En lo que a los europeos nos interesa, Bush, con una visión unipolar del mundo y por lo tanto poco amigo de la UE, provocó una gran división en el Viejo Continente con ocasión de su decisión de invadir Irak, contra la opinión de Francia y Alemania, aunque con el apoyo del Reino Unido y España.

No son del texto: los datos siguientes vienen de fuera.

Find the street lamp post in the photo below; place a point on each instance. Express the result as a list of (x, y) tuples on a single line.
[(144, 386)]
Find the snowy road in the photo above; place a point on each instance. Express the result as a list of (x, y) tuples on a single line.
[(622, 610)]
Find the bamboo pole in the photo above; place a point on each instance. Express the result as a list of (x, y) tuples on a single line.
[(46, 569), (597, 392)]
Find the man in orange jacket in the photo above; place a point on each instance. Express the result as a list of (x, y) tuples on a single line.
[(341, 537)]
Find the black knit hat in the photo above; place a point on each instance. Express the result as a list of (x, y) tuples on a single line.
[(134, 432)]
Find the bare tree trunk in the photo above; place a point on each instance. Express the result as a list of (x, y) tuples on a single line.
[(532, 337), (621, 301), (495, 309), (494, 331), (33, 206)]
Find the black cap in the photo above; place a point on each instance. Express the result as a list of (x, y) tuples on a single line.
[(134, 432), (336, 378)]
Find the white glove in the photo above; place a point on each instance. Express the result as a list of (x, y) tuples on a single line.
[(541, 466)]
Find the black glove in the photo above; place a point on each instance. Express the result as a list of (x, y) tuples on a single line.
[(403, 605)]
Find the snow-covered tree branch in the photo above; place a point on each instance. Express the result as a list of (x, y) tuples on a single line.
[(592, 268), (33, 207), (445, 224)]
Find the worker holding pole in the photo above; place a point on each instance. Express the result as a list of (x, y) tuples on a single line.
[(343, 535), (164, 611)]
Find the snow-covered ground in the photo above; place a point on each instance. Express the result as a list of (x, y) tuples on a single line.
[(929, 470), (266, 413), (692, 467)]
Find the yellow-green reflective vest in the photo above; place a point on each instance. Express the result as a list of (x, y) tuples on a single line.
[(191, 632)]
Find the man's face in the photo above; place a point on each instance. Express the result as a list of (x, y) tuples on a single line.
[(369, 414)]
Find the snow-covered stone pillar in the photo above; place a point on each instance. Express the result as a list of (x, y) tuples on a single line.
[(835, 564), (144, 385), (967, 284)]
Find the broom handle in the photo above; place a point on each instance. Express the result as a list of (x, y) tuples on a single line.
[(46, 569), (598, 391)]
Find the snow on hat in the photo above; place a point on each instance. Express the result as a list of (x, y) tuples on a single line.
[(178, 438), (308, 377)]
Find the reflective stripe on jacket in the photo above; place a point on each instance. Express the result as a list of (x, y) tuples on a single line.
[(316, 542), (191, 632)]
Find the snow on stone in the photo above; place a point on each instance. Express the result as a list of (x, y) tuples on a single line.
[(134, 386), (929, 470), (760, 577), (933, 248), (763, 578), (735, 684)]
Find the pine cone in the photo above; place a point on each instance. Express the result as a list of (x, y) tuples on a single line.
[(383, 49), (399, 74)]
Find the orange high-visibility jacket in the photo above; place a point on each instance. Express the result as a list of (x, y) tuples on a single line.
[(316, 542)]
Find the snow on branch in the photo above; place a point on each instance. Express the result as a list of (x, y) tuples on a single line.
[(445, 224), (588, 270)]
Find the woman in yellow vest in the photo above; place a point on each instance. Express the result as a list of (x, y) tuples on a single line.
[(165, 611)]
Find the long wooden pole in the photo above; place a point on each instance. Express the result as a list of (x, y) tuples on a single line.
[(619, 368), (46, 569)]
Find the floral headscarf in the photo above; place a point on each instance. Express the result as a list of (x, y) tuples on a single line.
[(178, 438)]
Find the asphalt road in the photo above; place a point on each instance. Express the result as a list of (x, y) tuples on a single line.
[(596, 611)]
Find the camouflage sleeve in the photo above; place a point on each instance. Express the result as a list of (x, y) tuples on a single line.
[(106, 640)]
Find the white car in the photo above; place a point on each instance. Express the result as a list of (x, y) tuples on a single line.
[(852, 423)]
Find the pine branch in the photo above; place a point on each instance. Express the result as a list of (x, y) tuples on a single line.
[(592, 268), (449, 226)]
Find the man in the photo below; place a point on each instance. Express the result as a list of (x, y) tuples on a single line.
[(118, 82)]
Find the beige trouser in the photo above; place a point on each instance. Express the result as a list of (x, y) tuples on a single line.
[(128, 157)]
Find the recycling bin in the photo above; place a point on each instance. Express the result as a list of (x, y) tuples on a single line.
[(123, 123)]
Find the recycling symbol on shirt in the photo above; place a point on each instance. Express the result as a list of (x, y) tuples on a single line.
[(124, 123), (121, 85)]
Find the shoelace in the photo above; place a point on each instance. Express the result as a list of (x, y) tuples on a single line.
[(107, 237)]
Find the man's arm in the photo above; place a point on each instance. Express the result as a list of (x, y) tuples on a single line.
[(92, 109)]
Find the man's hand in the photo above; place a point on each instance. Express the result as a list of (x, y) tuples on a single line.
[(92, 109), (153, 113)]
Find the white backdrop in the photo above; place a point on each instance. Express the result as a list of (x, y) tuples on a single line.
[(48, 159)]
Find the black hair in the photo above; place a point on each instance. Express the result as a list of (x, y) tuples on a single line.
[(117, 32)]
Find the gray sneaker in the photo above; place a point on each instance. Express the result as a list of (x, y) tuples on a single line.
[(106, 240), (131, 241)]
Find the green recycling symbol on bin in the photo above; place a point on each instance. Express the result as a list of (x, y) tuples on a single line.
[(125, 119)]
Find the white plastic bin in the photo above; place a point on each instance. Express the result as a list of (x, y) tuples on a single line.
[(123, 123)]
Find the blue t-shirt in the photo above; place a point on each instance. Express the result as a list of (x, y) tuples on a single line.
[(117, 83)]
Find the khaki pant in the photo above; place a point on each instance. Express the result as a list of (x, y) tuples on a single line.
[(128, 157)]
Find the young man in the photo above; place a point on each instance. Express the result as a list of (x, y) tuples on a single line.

Era lógico que los antiguos satélites europeos de la extinta URSS fiaran su libertad al amparo de Occidente, pero una vez que Rusia optó por emprender el camino de la democracia, lo lógico hubiera sido procurar una relación cooperativa entre Moscú y Bruselas, entre Moscú y Washington, entre Rusia y Occidente, en lugar de tratar de establecer en torno a la república rusa una especie de cordón sanitario no sólo político sino también militar. En 2004, Bush apoyó el ingreso en la OTAN de las tres repúblicas bálticas, Eslovaquia, Eslovenia, Bulgaria y Rumania, y están otros países en puertas de su incorporación. No es extraño que los rusos sientan la presión en el cogote. Además, Bush está empeñado en construir su escudo antimisiles, que Rusia considera una amenaza. Y Washington ha tenido una influencia decisiva en la independencia de Kosovo, un error abultado, denunciado por Rusia, que es un claro precedente de inestabilidad en Europa toda vez que consagra el principio de adaptación de las fronteras nacionales a los argumentos étnicos.

Por fortuna, tanto Obama como McCain muestran un rostro muy distinto del de Bush. No sólo en las actitudes sino también en las capacidades, en los fundamentos teóricos, de mayor altura, de sus respectivas posiciones. Hoy el mundo necesita un liderazgo humanista sólido y bien fundado que aporte seguridad y racionalidad a un sistema mundial que ha surgido inesperadamente del súbito despegue tecnológico y que nos reta con muchos más interrogantes que certezas.